Net losses for the year rose to $146 million from a full-year loss of $25 million for 2013.
Revenue for the fourth quarter plummeted 27% to $504 million -- disappointing analysts, who had forecast revenue of $605 million. (Analysts also expected RCS to announce earnings per share of $0.22 for the quarter, but got a loss of $1.33 instead.)
RCS's outlook for 2015, meanwhile, did not offer much encouragement. In its guidance for the year ahead, RCS forecast adjusted net income per share, excluding one-time items, of $1.43 to $1.59 -- below the $1.63 a share projected in a Thomson Reuters poll of analysts.

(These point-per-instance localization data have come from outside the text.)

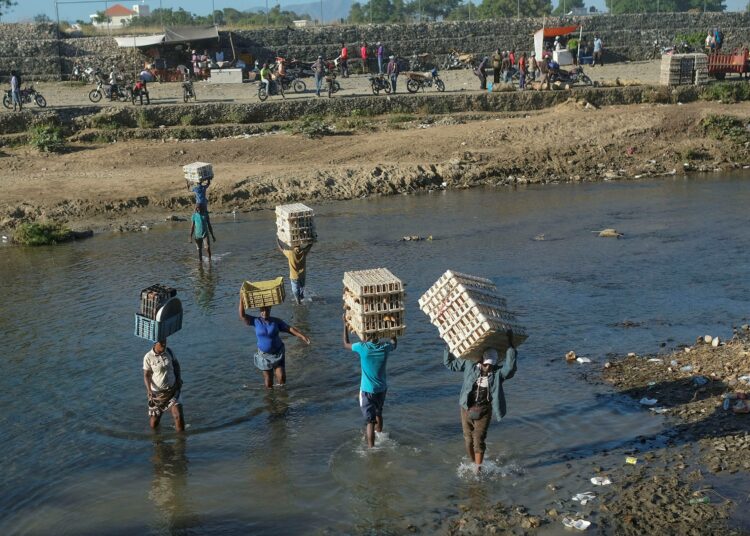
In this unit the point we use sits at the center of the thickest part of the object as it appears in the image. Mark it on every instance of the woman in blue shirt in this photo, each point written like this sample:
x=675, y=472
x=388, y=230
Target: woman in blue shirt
x=271, y=352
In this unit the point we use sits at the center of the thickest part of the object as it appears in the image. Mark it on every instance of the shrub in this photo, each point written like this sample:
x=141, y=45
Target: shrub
x=47, y=138
x=41, y=234
x=726, y=92
x=725, y=127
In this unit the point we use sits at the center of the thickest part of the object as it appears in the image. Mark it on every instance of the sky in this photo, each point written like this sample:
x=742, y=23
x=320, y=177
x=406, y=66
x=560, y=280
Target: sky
x=26, y=9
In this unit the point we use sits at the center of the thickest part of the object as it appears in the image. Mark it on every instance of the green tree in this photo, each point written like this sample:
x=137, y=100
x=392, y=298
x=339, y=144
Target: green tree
x=566, y=5
x=490, y=9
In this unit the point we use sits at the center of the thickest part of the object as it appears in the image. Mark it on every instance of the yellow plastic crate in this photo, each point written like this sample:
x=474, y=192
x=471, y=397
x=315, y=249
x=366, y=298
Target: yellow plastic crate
x=262, y=293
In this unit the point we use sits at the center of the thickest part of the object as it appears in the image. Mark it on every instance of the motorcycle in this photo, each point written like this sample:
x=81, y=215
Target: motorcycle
x=419, y=81
x=274, y=88
x=122, y=94
x=140, y=91
x=28, y=95
x=379, y=82
x=571, y=77
x=188, y=91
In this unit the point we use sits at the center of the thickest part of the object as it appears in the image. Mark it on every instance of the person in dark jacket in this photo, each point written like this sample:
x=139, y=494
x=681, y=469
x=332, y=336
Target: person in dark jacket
x=482, y=395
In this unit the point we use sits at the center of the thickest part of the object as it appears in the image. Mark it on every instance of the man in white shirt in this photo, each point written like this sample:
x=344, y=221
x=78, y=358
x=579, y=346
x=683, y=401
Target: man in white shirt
x=161, y=374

The company did report a couple of bright spots, however -- many of them tied to its IBD business.
Retail advice assets rose 6% to $214 billion over the year, and retail advice revenue jumped 15% to $1.95 billion. That accounted for roughly two-thirds of RCS's total full-year revenue of almost $2.8 billion, a 7% increase.

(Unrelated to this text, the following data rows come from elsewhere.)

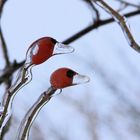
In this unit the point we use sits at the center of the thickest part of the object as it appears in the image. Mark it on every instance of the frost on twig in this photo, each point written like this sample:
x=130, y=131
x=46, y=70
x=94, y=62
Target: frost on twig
x=38, y=52
x=61, y=78
x=121, y=20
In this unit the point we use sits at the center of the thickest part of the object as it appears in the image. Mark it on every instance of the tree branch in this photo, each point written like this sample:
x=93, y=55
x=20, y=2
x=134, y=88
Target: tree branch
x=97, y=24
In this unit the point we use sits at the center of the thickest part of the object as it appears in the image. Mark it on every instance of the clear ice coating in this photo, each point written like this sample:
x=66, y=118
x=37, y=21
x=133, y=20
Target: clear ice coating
x=24, y=77
x=121, y=20
x=23, y=131
x=60, y=48
x=80, y=79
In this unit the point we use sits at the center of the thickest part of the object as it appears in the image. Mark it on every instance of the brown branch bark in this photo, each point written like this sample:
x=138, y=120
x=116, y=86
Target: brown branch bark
x=76, y=36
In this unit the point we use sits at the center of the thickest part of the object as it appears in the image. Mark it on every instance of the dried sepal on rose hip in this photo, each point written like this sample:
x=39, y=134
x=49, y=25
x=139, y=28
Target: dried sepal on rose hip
x=65, y=77
x=44, y=48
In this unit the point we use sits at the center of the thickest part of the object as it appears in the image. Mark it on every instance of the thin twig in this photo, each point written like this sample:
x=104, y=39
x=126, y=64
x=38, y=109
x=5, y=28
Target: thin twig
x=121, y=21
x=129, y=3
x=33, y=112
x=4, y=48
x=96, y=25
x=69, y=40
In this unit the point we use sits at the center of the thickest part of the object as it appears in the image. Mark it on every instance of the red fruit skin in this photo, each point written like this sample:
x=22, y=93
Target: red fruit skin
x=59, y=79
x=45, y=50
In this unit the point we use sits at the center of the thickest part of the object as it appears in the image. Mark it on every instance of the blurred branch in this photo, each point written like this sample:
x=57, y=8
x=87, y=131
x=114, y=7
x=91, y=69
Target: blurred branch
x=129, y=3
x=2, y=3
x=97, y=24
x=3, y=43
x=121, y=20
x=91, y=5
x=4, y=48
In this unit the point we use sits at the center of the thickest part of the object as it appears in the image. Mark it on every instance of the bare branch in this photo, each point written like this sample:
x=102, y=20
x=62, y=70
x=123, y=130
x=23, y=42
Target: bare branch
x=95, y=26
x=129, y=3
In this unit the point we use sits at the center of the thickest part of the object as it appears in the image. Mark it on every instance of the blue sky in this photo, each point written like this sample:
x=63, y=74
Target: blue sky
x=102, y=53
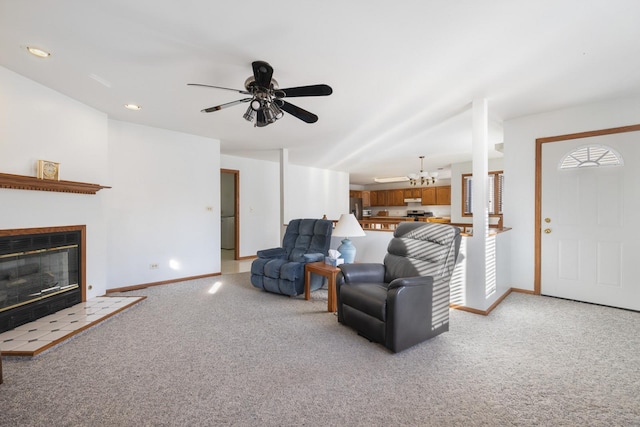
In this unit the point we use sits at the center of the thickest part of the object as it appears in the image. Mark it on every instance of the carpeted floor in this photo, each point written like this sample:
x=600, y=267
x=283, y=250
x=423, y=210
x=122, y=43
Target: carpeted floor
x=200, y=354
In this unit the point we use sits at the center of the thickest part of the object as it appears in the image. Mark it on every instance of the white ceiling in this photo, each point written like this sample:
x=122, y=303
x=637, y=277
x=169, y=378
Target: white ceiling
x=403, y=73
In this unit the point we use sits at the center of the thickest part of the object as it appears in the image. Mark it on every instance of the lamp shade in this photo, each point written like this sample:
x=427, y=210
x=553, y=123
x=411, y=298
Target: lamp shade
x=348, y=226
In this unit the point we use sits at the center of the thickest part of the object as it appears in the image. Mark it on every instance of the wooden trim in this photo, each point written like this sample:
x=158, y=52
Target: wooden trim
x=588, y=134
x=164, y=282
x=236, y=212
x=83, y=246
x=22, y=182
x=537, y=263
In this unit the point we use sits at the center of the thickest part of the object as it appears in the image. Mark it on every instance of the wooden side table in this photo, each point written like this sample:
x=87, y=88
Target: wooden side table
x=327, y=271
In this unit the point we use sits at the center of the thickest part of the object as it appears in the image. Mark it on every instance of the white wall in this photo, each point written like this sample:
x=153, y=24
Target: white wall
x=316, y=192
x=164, y=207
x=162, y=183
x=519, y=166
x=39, y=123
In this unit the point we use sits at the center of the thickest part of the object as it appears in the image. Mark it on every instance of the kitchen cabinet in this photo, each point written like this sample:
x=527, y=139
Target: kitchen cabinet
x=428, y=196
x=382, y=197
x=436, y=195
x=443, y=195
x=366, y=199
x=396, y=197
x=412, y=193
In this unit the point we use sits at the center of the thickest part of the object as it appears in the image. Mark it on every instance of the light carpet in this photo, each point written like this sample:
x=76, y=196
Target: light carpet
x=199, y=353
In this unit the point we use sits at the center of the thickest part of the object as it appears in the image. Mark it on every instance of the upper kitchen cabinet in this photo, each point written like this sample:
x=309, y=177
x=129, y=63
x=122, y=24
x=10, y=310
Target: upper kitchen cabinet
x=366, y=199
x=412, y=193
x=443, y=195
x=436, y=195
x=396, y=197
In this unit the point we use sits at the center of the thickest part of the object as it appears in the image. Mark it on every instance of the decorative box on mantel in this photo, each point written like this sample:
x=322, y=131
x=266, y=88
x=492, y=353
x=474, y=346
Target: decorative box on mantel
x=21, y=182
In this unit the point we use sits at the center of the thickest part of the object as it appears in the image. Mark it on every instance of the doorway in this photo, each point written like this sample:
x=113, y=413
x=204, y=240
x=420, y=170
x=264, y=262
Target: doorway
x=229, y=211
x=586, y=199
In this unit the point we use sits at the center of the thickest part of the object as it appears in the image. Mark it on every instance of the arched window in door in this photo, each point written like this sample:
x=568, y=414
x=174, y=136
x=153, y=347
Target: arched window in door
x=591, y=156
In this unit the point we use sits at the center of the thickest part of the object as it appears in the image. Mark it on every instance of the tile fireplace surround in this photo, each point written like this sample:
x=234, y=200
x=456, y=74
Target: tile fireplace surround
x=36, y=337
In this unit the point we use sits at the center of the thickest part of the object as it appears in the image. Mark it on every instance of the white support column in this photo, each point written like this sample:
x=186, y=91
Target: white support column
x=477, y=245
x=284, y=168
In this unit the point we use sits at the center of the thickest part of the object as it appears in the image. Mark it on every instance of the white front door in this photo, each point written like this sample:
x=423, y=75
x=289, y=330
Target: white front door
x=589, y=241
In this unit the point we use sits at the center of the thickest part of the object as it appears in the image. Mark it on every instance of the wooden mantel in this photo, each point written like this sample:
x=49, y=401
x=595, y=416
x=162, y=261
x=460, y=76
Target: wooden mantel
x=22, y=182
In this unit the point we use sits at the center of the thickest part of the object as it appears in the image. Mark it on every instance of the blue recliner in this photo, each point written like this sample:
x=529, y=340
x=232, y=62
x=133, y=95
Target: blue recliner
x=281, y=270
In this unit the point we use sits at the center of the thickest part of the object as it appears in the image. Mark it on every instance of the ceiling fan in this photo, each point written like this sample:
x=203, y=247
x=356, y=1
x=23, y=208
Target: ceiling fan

The advisor recruitment and retention picture was more complicated. Despite a stream of negative publicity and some grumbling in the ranks, the company said its retention rate for advisors was 97%. Yet while the company said the number of advisors in its retail operations edged up 1% year over year to more than 9,000, it also reported the departure of 116 "net attrited" advisors in the fourth quarter.
Cetera CEO Larry Roth said in a statement that the IBD made structural changes to the organization, including establishing a group of shared service and business development and marketing programs "designed to help our advisors build growing and increasingly profitable businesses."
DISTRIBUTION REVENUE FALLS
Wholesale distribution revenue for the fourth quarter at RCS was hit hard by other IBDs' suspension of sales of nontraded REITs sponsored by both RCS and other companies associated with Nicholas Schorsch -- who resigned from his roles at RCS and American Realty Capital in December.
Distribution revenue fell by half for the fourth quarter, plummeting to $92 million on $946 million in total direct investment sales. That's down from $186.6 million on $2.1 billion in total direct investment sales for the year-ago quarter.
Despite the problems with nontraded REITs, RCS's wholesale distribution business finished the year with nearly 1,600 active selling agreements, up from 1,151 from the prior year. The company was also able to raise nearly $10 billion in total equity for the year.
"The long-term fundamentals of our business have never been stronger, while demand remains robust for both independent financial advice and the broad array of investment solutions we distribute," RCS chief executive officer Michael Weil said in a statement. "The company is well-positioned to capitalize on favorable economic trends in the U.S. which should drive our growth for many years.